As realidades não são como as pintam.
Cumprimentos


Alcipe disse...

Os carteiristas de Lisboa, esses, estavam bem activos…

a) Alcipe

Francisco Seixas da Costa disse...

Caro Anónimo das 16.20: ... rua onde eu vivo...

Francisco Seixas da Costa disse...

Caro Alcipe: constou-me que foi um alemão que lhe ficou com a massa...

Francisco Seixas da Costa disse...

Caro opjj: tanta "benesse"? Como diz, "as realidades não são como as pintam"

Anónimo disse...

Belle photo de la rue de Saint-Dimanches à la Corniche.

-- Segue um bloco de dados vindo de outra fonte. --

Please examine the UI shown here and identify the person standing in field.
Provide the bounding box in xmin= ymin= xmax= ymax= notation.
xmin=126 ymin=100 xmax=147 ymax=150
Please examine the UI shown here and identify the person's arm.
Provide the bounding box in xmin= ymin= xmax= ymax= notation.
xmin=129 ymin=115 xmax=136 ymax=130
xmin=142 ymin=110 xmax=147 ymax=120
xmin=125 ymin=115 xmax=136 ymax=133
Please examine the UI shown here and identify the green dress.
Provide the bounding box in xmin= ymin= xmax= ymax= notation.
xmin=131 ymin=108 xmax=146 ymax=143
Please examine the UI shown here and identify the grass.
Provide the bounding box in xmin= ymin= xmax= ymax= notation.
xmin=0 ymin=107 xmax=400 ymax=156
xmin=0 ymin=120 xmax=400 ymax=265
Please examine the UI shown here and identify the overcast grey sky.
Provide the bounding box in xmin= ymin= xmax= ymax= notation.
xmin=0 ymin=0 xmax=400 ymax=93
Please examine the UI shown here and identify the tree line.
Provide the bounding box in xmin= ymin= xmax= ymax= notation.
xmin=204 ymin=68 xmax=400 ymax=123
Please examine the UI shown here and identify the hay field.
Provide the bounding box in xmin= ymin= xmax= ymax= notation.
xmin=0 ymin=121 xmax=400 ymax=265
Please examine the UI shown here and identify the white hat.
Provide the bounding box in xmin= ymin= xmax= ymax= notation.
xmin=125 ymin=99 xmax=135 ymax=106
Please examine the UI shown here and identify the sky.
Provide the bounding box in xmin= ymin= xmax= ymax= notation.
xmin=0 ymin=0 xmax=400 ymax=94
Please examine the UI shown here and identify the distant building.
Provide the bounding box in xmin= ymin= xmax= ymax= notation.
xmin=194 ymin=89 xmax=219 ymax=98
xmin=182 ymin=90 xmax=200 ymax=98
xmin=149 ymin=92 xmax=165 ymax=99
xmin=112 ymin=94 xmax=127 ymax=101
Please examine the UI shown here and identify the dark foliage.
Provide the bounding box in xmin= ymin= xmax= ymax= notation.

Portugalredecouvertes disse...


Lisbonne
como disse alguém "on ne s'en lasse pas!"

EGR disse...

Senhor Embaixador:deixe-me assoociar ao post que hoje dedica a Monica,a qual é certamente, um grande ser humano.

Pedro Lemos disse...

Os portugueses inventaram o 'ponto facultativo' e os brasileiros o tornaram um 'direito'. Aqui os servidores públicos também usam desculpas como 'baixos salários' e 'péssimas condições de trabalho' a fim de legitimar essas benesses, mas buscar um emprego melhor, ninguém vai. Mandriões!

Anónimo disse...

Na imagem são os caretos de Trás-os-Montes, não é verdade?

Anónimo disse...

É essa a Lisboa que eu gosto, calma e tranquila.
O Brasil passa por uma crise que vai desde econômica, política, institucional e principalmente moral.
Os brasileiros nem percebem, tudo esta ruindo a sua volta, e as cidades loucamente agitadas, transito, pedestres aos milhões perambulando pelas ruas, assaltos, crimes, ledo engano pensar que brasileiro é feliz.
Qual o país que precisa de 4 dias para se mostrar felizes????

Cão raivoso disse...

É bem verdade. Uma desobediência civil muito própria e pessoal, para os milhões de desprovidos de Poder efetivo, é de facto a única forma que lhes resta de combater a prepotência, a insensibilidade, a hipocrisia e a imoralidade dos atuais detentores desse Poder real e oficial. Cá por mim, estou bem fortificado na minha barricada, cívica, política e intelectual, já desde 5 de Junho de 2011. Com bastantes latas de atum, cantis cheios e muitas, muitas caixas de granadas de mão. Anímicas, como é óbvio...

Anónimo disse...

O carro da photographia é um bello exemplo do estado do nosso país, visto cá de cima. Data de há muitos annos, p'lo que vou observando. Tendo em conta o bairro que é e que conheci bem, o meu caro collega poderia ter escolhido um veículo mais chique - não peço uma tipóia, do tempo em que ahi vivi, mas basta um Americano, já que continua a haver carris.
a) J.M. Eça de Queiroz

Anónimo disse...

O Senhor Embaixador, que a fortuna fez meu vizinho de rua, não deverá cuidar em demasia dos comentários do Senhor de Queiroz, que sempre se róe todo de não viver numa rua chique a valer, como é a nossa. "Essa é que é Eça", como não se lembrou ele de dizer, mas há dias eu atirei em chiste ao amigo Palma, com quem ele vai às urtigas, por lhe não ter aceite um folhetim na Corneta.
a) Dâmaso Salcede, um creado de Vocência

Pedro Lemos disse...

Assino embaixo das precisas palavras do Anônimo (6 de Março de 2014 às 13:52). Os que percebem a falência brasileira, e têm os meios, estão a fugir. Os que não os têm, refugiam-se. Aqui passeiam os verdadeiros 'walking deads', todos com direito a voto.

Mônica disse...

Senhor embaixador.
E verdade que o brasileiro está com medo. Eu tenho medo. Tudo dá medo: assalto, roubos, mentiras, politicos, falta de dinheiro, falta de emprego,mas tem o outro lado. Nem todos são assim e muitas vezes a propaganda, a imprensa aumentam a verdade.
Mas em Portugal a gente nao tem medo. E quando somos turistas tudo são mares de rosa.
Viver mesmo! Apesar de ter gostado de todos os pontos turisticos de Portugal é mesmo no Brasil
Mesmo com todos os seus problemas. A gente tem um santo forte! Nossa Senhora Aparecida e Santo Antônio de Pádua ou para homenagea-los de LISBOA.
com carinho Monica

Helena Sacadura Cabral disse...

Mônica é mesmo bom lê-la.
Os portugueses também têm medo. Somos é mais pequeninos. Mas, como a Mônica também gostamos muito da nossa terra!